European Union finance ministers on Tuesday tried at a summit in Luxembourg to get back to business amid continuing fallout from the crisis surrounding the rejection of the bloc's first-ever constitution.
The EU crisis has buffeted the euro
The EU finance ministers, who have been at pains to ensure that the political fiasco after the French and Dutch rejected the constitution does not take on an economic dimension as well, sought at their two-day meeting to show the EU at work rather than in turmoil.
However, Luxembourg Prime Minister Jean-Claude Juncker, who hosted the ministers meeting, acknowledged that the political crisis having an economic impact.
"It's true that at first sight the current state of Europe doesn't inspire confidence either amongst domestic consumers or foreign investors who are looking at us from afar and are finding it more and more difficult to understand," he told journalists.
But he insisted that the best way to restore confidence was to show business as usual in the run up to a June 16-17 summit of EU leaders in Brussels, which will decide the fate of the beleaguered constitution.
"I think that those who claim to be running Europe, if you run Europe you have to run it properly and use the next two weeks to show both to domestic consumers and those outside the European Union that we are capable of making decisions," he added.
He insisted the best way forward would be for member states to strike a deal on the 25-nation's long term budget, which has so far torn deep divisions between them. But although a brief discussion of the budget was officially on the agenda of Tuesday's meeting here, no breakthroughs were expected.
Juncker is meeting regularly with EU leaders in hope of brokering an agreement on the EU budget to be inked at the upcoming summit. However, Britain's refusal to budge on its rebate from contributions to the EU budget has so far held up progress, which is likely to stall for some time if a deal is not struck before London takes over the EU's rotating six-month presidency in July.
Despite the budget impasse, the ministers had a bevy of topics on the table -- ranging from Dutch finances to savings tax and development aid financing -- to keep them busy and give the air of business as usual amid the signs of crisis.
So far, the economic toll of the constitution fiasco has been directed on the euro, after two Italian ministers suggested that Italy would better off with out it.
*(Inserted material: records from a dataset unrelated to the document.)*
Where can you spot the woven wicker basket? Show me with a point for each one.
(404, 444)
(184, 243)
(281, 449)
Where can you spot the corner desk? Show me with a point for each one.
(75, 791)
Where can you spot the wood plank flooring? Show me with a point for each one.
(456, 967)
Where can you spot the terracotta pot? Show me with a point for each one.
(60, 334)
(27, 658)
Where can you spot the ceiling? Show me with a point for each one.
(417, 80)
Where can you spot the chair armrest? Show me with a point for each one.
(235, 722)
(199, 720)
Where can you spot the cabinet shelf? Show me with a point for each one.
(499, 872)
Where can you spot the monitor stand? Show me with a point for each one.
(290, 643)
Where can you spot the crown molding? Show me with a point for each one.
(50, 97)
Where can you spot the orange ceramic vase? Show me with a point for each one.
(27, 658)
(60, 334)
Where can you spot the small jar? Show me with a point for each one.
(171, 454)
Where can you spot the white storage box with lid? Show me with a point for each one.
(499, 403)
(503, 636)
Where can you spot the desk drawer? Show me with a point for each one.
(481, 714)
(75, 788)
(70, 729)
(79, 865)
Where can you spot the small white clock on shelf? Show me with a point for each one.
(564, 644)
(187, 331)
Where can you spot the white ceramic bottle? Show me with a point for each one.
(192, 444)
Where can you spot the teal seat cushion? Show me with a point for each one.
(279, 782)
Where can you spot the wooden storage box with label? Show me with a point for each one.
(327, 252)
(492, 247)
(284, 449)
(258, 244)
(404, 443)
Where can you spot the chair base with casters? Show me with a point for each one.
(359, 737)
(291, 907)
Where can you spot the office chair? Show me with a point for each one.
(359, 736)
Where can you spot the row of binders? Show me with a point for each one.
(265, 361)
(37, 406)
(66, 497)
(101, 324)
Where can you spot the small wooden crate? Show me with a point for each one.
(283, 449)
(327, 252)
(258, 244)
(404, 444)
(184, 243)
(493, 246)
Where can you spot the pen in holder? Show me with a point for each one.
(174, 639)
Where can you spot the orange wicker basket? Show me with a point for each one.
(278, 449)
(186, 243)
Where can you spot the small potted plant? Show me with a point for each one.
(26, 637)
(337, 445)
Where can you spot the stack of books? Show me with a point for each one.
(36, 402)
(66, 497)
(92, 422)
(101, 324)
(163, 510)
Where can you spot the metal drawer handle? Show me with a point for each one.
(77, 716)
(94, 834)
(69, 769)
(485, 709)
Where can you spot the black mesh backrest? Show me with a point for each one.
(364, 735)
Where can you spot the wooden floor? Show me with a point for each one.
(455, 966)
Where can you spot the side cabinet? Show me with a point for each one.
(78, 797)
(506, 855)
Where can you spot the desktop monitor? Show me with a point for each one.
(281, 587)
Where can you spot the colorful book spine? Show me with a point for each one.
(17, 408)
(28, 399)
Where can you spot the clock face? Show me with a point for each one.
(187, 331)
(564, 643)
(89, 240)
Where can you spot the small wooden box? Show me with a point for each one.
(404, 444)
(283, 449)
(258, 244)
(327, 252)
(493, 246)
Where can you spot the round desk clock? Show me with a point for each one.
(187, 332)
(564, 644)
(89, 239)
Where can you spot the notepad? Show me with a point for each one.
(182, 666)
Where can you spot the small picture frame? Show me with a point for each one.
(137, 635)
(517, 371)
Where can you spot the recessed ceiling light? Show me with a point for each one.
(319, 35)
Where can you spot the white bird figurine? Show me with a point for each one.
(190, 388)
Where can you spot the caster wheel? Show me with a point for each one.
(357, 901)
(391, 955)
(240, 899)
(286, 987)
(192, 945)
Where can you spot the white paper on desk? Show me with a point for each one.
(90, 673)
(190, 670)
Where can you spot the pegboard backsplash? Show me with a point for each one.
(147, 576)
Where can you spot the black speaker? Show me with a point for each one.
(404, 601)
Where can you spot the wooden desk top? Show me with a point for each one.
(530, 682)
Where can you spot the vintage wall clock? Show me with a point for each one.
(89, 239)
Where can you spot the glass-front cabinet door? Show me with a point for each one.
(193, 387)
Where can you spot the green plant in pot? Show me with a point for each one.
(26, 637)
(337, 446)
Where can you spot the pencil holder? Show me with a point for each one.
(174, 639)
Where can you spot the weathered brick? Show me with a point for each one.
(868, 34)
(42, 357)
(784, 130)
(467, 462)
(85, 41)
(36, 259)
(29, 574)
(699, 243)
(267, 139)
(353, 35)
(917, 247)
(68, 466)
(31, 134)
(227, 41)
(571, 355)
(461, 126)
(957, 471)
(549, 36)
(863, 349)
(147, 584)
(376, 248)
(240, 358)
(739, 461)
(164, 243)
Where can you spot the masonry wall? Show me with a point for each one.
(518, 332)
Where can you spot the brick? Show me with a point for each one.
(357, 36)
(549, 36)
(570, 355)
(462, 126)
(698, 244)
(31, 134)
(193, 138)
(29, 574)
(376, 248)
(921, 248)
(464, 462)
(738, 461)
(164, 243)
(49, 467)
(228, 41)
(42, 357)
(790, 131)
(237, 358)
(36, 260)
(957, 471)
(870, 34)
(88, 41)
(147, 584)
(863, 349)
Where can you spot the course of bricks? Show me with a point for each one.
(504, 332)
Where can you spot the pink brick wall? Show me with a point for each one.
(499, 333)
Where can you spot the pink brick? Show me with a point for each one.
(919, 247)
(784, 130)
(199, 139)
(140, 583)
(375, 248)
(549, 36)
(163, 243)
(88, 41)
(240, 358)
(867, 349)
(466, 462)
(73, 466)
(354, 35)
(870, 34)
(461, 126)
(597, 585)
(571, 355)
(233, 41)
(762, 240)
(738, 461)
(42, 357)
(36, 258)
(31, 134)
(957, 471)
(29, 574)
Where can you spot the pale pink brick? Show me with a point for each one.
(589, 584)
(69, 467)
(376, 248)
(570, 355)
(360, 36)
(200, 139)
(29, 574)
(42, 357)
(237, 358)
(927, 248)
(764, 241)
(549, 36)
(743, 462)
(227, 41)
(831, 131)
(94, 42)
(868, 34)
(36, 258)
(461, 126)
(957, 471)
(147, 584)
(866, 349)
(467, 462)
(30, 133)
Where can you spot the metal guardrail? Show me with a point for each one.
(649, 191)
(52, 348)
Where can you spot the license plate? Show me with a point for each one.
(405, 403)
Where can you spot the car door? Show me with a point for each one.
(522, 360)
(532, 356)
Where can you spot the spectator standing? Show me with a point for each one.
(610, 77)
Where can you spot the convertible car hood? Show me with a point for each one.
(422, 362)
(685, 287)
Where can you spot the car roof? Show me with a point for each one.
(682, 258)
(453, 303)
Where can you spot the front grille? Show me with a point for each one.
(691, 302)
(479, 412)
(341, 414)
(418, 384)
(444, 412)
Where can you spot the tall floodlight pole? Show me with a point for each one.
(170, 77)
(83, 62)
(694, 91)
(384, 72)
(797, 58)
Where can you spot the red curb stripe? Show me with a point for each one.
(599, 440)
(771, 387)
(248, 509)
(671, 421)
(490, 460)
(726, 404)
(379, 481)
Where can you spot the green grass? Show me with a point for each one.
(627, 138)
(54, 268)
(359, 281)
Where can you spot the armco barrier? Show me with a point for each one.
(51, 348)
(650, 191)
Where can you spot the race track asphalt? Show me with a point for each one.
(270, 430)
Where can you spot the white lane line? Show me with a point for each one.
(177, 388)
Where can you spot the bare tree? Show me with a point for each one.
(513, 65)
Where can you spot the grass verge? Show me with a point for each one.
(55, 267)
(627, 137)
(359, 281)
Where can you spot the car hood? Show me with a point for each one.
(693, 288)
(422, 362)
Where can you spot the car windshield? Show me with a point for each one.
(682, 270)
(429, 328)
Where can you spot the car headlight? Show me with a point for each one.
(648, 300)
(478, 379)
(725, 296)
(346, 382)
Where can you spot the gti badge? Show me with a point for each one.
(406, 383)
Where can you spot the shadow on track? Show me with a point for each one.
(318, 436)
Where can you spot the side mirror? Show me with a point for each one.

Last week Italian Social Affairs Minister Roberto Maroni -- a member of the euroskeptic Northern League -- suggested Italy should reintroduce the lira.
That assertion was backed Monday by Italian Reform Minister Roberto Calderoli -- also a Northern League member -- who suggested Rome could return to the lira, or even create a new currency pegged to the US dollar.
Defending the euro
Such comments have put euro-zone officials on the defensive with counter attacks insisting that the single European currency is one of the most successful projects of EU integration ever under taken.
"It's a huge success, we all must see the progress we made (with the euro), the positive effects that we're having in terms of as far as lower interest rates, as far as lower inflation, as far as the increase in growth is concerned," Austrian Finance Minister Karl-Heinz Grasser said.
But some economists believe that the political crisis, which is unlikely to be solved quickly, will continue to weigh on the euro for some time.
"Political uncertainty, economic stagnation and growing skepticism about the potential for ECB (European Central Bank) rate hikes until next year are leading to broad-based euro weakness, and we find little to reverse that trend in the near future," said Bank of America analyst Robert Sinche, forecasting the euro will fall to 1.19 dollars by year-end.